Projectile motion as horizontal projection

Projectile Motion as Horizontal Projection

Projectile motion is a form of motion experienced by an object that is thrown near the Earth's surface and moves along a curved path under the action of gravity only. When the projectile is given an initial velocity along the horizontal direction, it is said to be a horizontal projection. This type of projectile motion is characterized by a constant horizontal velocity and a vertically accelerating motion due to gravity.

Understanding the Motion

In horizontal projectile motion, the only force acting on the projectile is gravity, which acts in the vertical direction. This means that there are no forces acting in the horizontal direction after the projectile is launched. As a result, the horizontal component of the velocity remains constant throughout the motion, while the vertical component changes due to acceleration caused by gravity.

Key Points of Horizontal Projectile Motion

Initial vertical velocity ($v_{0y}$) is zero.
Horizontal velocity ($v_{x}$) remains constant.
Vertical velocity ($v_{y}$) increases linearly with time due to gravity.
The horizontal and vertical motions are independent of each other.

Formulas

The following equations describe the horizontal and vertical components of the motion:

Horizontal distance ($x$): $x = v_{x} \cdot t$
Vertical distance ($y$): $y = \frac{1}{2} g \cdot t^2$
Final vertical velocity ($v_{y}$): $v_{y} = g \cdot t$
Final velocity magnitude ($v$): $v = \sqrt{v_{x}^2 + v_{y}^2}$
Angle of velocity with horizontal ($\theta$): $\theta = \arctan\left(\frac{v_{y}}{v_{x}}\right)$

Where:

$v_{x}$ is the constant horizontal velocity,
$t$ is the time elapsed,
$g$ is the acceleration due to gravity (approximately $9.81 \, \text{m/s}^2$ on Earth).

Differences and Important Points

Aspect	Horizontal Projection	General Projectile Motion
Initial Vertical Velocity	$v_{0y} = 0$	$v_{0y}$ may not be zero
Horizontal Velocity	Constant ($v_{x}$)	Constant component ($v_{0x}$)
Vertical Acceleration	Constant ($g$)	Constant ($g$)
Trajectory Shape	Parabolic, starting horizontally	Parabolic
Range	$x = v_{x} \cdot t$	Depends on initial angle
Time of Flight	$t = \sqrt{\frac{2y}{g}}$	Depends on initial velocity and angle

Examples

Example 1: Horizontal Launch from a Height

A ball is thrown horizontally from the top of a cliff that is 45 meters high with an initial speed of 20 m/s.

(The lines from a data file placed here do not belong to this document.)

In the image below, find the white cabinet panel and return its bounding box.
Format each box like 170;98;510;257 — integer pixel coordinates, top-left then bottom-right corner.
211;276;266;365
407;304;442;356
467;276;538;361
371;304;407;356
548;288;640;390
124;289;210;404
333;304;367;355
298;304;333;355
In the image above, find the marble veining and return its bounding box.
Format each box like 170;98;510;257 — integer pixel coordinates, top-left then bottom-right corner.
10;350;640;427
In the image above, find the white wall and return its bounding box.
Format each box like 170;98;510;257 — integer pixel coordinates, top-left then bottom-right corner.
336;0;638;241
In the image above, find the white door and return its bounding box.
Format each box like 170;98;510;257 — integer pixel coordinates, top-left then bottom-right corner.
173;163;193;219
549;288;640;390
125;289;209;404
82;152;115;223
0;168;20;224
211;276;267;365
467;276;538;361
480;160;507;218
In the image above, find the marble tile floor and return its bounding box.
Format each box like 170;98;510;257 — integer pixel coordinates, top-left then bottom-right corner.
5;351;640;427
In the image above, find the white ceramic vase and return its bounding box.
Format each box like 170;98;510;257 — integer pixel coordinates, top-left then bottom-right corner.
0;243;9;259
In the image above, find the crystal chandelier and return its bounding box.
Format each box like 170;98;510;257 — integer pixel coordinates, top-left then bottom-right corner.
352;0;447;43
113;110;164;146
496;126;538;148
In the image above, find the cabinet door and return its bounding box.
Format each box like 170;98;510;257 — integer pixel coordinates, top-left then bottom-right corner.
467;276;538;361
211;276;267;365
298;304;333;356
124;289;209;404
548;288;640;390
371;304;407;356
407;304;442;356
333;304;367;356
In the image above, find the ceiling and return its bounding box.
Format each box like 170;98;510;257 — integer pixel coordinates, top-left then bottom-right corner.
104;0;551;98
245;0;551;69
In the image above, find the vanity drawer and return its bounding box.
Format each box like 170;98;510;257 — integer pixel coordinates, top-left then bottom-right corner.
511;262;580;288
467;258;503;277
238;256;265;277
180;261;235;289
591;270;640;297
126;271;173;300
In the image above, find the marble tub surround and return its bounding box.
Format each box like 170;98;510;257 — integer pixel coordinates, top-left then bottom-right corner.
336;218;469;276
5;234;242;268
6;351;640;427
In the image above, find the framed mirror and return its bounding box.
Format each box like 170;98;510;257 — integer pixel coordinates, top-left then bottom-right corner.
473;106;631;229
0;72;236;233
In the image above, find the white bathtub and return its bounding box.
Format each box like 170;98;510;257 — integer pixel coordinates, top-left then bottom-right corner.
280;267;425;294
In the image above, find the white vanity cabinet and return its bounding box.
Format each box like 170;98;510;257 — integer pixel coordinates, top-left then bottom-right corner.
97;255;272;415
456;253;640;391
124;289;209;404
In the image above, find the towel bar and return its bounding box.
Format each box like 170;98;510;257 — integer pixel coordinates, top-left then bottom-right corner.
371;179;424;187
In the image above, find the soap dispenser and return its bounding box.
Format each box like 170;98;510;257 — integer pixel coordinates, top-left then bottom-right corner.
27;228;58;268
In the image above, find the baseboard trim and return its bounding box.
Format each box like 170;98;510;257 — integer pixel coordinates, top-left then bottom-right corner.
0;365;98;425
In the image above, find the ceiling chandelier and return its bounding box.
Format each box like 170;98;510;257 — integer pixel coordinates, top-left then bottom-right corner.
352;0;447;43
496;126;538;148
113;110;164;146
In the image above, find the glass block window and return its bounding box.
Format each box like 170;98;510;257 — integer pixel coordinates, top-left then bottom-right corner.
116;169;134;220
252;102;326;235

Calculate the time it takes to hit the ground and the horizontal distance it covers.

Solution:

Calculate the time of flight using the vertical motion equation: $$ y = \frac{1}{2} g \cdot t^2 \ 45 = \frac{1}{2} \cdot 9.81 \cdot t^2 \ t^2 = \frac{90}{9.81} \ t = \sqrt{\frac{90}{9.81}} \approx 3.03 \, \text{s} $$
Calculate the horizontal distance using the horizontal motion equation: $$ x = v_{x} \cdot t \ x = 20 \cdot 3.03 \ x \approx 60.6 \, \text{m} $$

The ball will hit the ground after approximately 3.03 seconds and will cover a horizontal distance of about 60.6 meters.

Example 2: Horizontal Launch from a Moving Vehicle

A ball is thrown horizontally from a moving vehicle at a speed of 15 m/s relative to the vehicle. If the vehicle is moving at 10 m/s and the ball is in the air for 2 seconds, calculate the horizontal distance covered by the ball relative to the ground.

Solution:

Calculate the horizontal velocity of the ball relative to the ground: $$ v_{x, \text{ground}} = v_{x, \text{vehicle}} + v_{x, \text{ball}} \ v_{x, \text{ground}} = 10 + 15 \ v_{x, \text{ground}} = 25 \, \text{m/s} $$
Calculate the horizontal distance using the horizontal motion equation: $$ x = v_{x, \text{ground}} \cdot t \ x = 25 \cdot 2 \ x = 50 \, \text{m} $$

The ball will cover a horizontal distance of 50 meters relative to the ground.

By understanding the principles of horizontal projectile motion, one can predict the trajectory and final position of a horizontally launched projectile. This knowledge is crucial in various applications, from sports to engineering and even space exploration.